Other countries and other surveys are available, but given the pre-eminent position Japanese manufacturers have always had in imaging technologies, the BCN Retail (BCN+R) survey of the Japanese camera market carries a lot of weight. Okay, maybe we should say the historic pre-eminent position, because according to the BCN+R data Chinese manufacturer DJI now completely dominates the market.
It does it with one camera too, the DJI Osmo Pocket 3. Between November 2023 and September 2024 this gimbal camera gained an astonishing 24.3% of the Japanese video camera market all on its own. The next closest competitor to it is the GoPro Hero12 Black, with a comparatively minor 9.1%.
Have a read of our long-term review of the Pocket 3 here and find out why it's so popular.
In fact, lump all of DJI's cameras in the top ten together and the company has over a third of the video camera market to itself. You can see its ranking in the table below and how it's quintupled its market share since September 2021.
GoPro’s share meanwhile has fallen from 29.3% in April last year to 9.7% now. One interesting detail from the chart is that its sales have now sunk below that of the Shenzhen Arashi Vision group, better known to us at Insta360. And if Insta360 keeps making cameras like the Ace Pro 2, that gap is only going to widen.
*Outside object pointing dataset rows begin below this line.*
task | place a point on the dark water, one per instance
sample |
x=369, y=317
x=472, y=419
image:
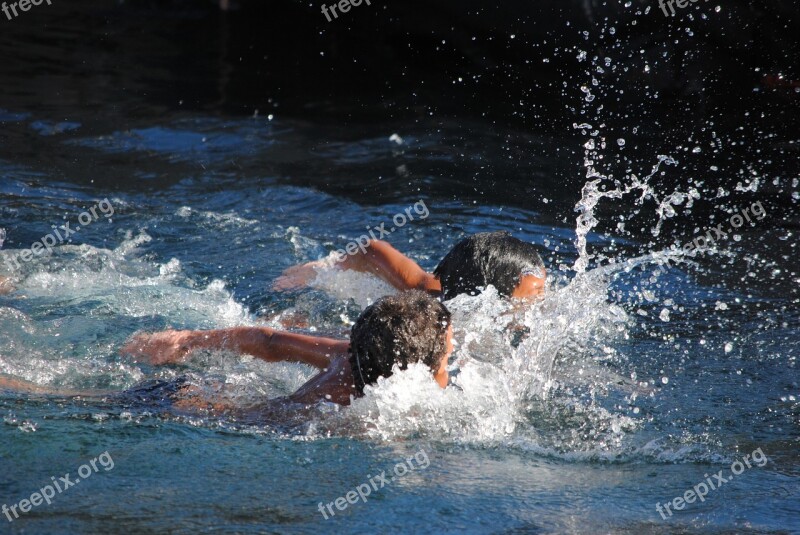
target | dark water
x=233, y=145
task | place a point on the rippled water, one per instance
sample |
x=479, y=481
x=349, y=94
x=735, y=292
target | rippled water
x=646, y=369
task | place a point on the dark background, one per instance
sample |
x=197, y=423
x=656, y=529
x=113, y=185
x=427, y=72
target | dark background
x=500, y=85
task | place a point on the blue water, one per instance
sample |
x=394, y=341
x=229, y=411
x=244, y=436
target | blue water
x=644, y=371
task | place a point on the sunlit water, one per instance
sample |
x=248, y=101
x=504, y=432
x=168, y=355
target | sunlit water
x=645, y=369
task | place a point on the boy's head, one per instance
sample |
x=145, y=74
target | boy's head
x=512, y=266
x=400, y=329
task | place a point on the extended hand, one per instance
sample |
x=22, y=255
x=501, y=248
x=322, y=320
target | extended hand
x=297, y=276
x=167, y=347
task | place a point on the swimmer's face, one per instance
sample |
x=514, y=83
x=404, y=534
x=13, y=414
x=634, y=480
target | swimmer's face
x=441, y=375
x=529, y=288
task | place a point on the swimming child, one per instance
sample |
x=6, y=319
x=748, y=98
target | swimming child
x=512, y=266
x=401, y=329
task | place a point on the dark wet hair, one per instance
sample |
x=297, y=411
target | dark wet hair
x=495, y=258
x=398, y=329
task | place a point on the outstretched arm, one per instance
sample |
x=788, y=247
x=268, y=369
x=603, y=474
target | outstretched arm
x=262, y=342
x=380, y=259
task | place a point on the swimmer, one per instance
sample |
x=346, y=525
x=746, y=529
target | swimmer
x=512, y=266
x=396, y=330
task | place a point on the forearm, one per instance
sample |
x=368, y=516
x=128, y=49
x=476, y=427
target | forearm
x=387, y=263
x=268, y=344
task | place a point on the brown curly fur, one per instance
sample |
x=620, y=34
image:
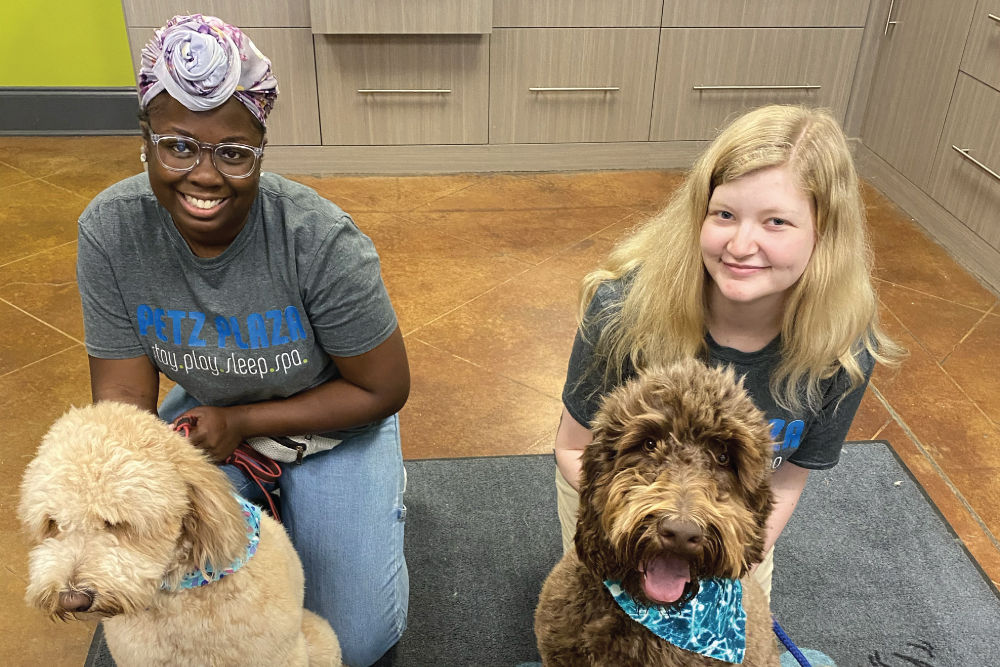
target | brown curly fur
x=117, y=505
x=682, y=446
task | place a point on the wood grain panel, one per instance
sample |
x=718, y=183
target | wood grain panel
x=352, y=17
x=913, y=82
x=576, y=13
x=691, y=57
x=455, y=63
x=982, y=53
x=242, y=13
x=764, y=13
x=622, y=59
x=967, y=190
x=294, y=119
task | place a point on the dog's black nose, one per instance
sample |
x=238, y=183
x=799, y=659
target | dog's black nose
x=76, y=600
x=681, y=536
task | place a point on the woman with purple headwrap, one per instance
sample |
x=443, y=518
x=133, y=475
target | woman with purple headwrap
x=265, y=304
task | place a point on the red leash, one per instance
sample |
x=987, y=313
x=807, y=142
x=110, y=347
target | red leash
x=254, y=465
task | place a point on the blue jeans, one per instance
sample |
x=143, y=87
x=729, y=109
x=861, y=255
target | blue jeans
x=343, y=509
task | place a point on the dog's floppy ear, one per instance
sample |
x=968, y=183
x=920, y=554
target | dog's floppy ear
x=213, y=528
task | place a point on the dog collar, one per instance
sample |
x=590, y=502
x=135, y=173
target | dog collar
x=251, y=515
x=713, y=623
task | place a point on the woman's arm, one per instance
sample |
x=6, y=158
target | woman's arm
x=371, y=386
x=135, y=381
x=571, y=439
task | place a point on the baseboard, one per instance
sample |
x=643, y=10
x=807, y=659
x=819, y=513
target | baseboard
x=64, y=111
x=965, y=246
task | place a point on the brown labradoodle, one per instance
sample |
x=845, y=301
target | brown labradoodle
x=674, y=499
x=130, y=520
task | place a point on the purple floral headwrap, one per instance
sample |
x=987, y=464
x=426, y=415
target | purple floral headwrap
x=201, y=61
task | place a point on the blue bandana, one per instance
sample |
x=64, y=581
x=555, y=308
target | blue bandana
x=713, y=624
x=251, y=515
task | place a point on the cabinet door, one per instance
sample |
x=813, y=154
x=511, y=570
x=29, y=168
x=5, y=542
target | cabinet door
x=982, y=54
x=413, y=89
x=294, y=120
x=550, y=85
x=966, y=178
x=241, y=13
x=914, y=78
x=705, y=77
x=764, y=13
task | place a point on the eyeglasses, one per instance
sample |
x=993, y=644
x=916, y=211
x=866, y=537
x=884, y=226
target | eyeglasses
x=179, y=153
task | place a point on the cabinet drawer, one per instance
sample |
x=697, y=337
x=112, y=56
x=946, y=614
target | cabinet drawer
x=420, y=89
x=982, y=52
x=293, y=120
x=571, y=84
x=700, y=86
x=967, y=189
x=576, y=13
x=241, y=13
x=352, y=17
x=764, y=13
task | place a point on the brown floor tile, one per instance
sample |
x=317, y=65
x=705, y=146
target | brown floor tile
x=974, y=365
x=44, y=285
x=429, y=274
x=386, y=193
x=459, y=409
x=524, y=235
x=522, y=330
x=937, y=324
x=37, y=216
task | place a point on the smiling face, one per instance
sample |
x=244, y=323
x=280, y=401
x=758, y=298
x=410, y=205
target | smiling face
x=757, y=238
x=208, y=209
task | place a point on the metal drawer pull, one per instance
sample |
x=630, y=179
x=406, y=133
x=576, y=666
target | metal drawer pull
x=805, y=87
x=964, y=152
x=575, y=89
x=888, y=19
x=442, y=91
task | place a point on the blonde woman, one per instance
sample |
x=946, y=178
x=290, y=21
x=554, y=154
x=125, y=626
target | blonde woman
x=760, y=260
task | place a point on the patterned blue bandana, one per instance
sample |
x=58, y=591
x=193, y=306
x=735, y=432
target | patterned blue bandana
x=251, y=514
x=713, y=624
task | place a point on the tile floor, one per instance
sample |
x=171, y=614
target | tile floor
x=483, y=270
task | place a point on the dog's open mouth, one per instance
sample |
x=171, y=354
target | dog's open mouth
x=666, y=579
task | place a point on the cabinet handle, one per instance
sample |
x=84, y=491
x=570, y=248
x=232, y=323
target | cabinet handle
x=803, y=87
x=964, y=152
x=888, y=18
x=418, y=91
x=576, y=89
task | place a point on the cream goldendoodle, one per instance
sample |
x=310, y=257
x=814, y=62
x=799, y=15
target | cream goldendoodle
x=674, y=499
x=135, y=526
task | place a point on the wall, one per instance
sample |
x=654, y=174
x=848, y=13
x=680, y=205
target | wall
x=64, y=43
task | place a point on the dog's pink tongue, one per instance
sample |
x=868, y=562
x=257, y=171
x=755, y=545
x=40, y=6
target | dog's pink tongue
x=665, y=579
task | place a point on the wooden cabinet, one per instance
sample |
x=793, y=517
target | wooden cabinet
x=293, y=121
x=918, y=62
x=243, y=13
x=347, y=17
x=966, y=178
x=764, y=13
x=700, y=86
x=558, y=85
x=412, y=89
x=982, y=54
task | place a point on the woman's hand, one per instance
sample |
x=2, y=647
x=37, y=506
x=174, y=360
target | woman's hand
x=216, y=431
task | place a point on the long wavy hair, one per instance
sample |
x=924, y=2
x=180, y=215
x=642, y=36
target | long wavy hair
x=830, y=314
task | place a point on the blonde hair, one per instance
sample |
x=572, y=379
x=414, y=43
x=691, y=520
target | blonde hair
x=830, y=314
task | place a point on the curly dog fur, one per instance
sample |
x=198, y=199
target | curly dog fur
x=120, y=508
x=678, y=469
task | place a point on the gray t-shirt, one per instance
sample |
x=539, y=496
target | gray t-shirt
x=808, y=439
x=299, y=283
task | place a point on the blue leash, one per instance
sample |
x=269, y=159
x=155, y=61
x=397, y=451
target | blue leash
x=789, y=644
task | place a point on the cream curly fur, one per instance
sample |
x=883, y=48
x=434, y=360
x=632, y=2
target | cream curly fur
x=118, y=505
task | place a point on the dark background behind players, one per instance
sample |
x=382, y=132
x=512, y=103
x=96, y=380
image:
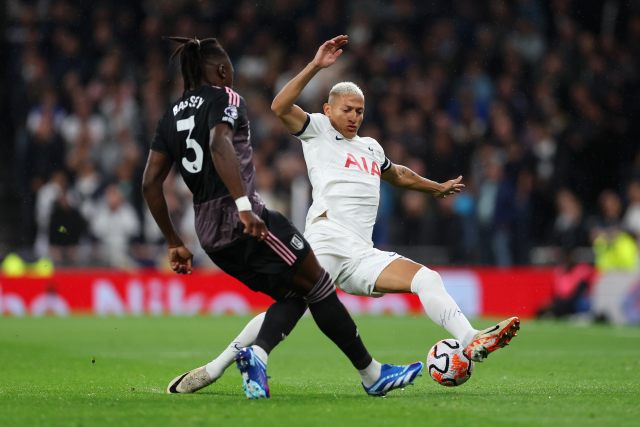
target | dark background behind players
x=533, y=101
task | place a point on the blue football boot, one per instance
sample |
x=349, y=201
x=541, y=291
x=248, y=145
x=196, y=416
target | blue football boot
x=254, y=374
x=392, y=377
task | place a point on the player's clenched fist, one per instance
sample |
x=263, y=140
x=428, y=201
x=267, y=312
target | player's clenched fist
x=329, y=52
x=253, y=225
x=181, y=260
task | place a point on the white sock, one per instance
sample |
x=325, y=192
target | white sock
x=247, y=337
x=439, y=305
x=371, y=373
x=259, y=351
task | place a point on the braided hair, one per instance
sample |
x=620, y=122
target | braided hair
x=193, y=53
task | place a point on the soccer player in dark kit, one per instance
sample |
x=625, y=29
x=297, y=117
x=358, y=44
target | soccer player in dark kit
x=206, y=133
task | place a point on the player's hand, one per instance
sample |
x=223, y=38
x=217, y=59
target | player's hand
x=181, y=260
x=253, y=225
x=329, y=52
x=450, y=187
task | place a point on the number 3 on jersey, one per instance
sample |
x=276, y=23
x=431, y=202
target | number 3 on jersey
x=196, y=165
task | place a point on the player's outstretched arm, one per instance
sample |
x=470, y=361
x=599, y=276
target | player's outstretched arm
x=158, y=167
x=403, y=177
x=283, y=104
x=226, y=163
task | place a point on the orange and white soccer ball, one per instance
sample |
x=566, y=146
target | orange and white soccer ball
x=448, y=365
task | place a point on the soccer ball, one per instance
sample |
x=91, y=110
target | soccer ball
x=448, y=365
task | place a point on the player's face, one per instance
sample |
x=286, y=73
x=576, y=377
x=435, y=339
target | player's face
x=345, y=113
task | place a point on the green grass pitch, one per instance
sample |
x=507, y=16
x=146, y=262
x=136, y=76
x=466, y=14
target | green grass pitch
x=552, y=374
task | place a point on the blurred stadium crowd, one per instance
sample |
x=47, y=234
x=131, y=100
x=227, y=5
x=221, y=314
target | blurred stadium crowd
x=534, y=102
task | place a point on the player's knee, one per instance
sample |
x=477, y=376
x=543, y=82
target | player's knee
x=425, y=280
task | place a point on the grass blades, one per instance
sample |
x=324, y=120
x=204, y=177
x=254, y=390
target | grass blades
x=87, y=371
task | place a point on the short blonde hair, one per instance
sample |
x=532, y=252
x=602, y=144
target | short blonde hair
x=345, y=88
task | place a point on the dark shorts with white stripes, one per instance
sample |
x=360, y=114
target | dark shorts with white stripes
x=269, y=265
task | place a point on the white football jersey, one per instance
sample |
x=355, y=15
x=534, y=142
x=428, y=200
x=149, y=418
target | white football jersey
x=345, y=175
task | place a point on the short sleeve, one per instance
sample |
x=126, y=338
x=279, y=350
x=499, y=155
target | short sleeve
x=221, y=111
x=315, y=125
x=159, y=143
x=386, y=165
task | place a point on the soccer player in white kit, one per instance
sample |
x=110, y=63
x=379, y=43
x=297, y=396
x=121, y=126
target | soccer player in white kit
x=345, y=171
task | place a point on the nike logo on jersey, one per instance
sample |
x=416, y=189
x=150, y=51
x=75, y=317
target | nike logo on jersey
x=351, y=161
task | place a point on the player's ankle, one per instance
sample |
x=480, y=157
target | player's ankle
x=215, y=369
x=371, y=373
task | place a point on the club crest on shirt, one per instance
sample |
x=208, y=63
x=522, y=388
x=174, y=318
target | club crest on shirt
x=297, y=242
x=231, y=111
The market’s incredibly tight and incredibly competitive though. We also really rated the GoPro HERO13 Black and the DJI Osmo Action 5 Pro in our recent reviews and the differences between them all are increasingly minor nowadays.
While it’s no surprise to see the gimbal and action cameras dominating the list, where does that leave what we should probably refer to here as the traditional manufacturers? First of all a caveat, this data covers specialised video cameras only and eschews the hybrid models, which are increasingly the bread and butter machines from the likes of Sony and Panasonic. As BCN+R points out, more and more users are choosing mirrorless cameras for video shooting. Even so, the difference a few years makes is surprising.
Back when DJI had only 7.3% of the market, Panasonic had a massive 49.3%. That’s fallen to 18.8% and even that is a recovery. At its historic low over this summer, it was scraping along at a meagre 8% or thereabouts. Sony too has had some notable peaks and troughs over the past three years. While it had close to 40% of the market at the start of 2023, now it has 17.5%. And, as with Panasonic this is up from a historic low over the summer.
Where it will all go from here is anyone’s guess. The video camera market has fractured completely into old school units, gimbal cameras, and action cameras, with smartphones and mirrorless cameras eating away at it from both ends. And, of course, this is only a snapshot from Japan and does not necessarily translate around the world.
But it’s still some highly interesting data and the key to success seems to lie in offering something unique that other categories of devices simply cannot do. It is also worth pointing out that sales seem to be rising across the board. With holiday season coming up, and a whole stack of new and improved models out, that can only be a good thing.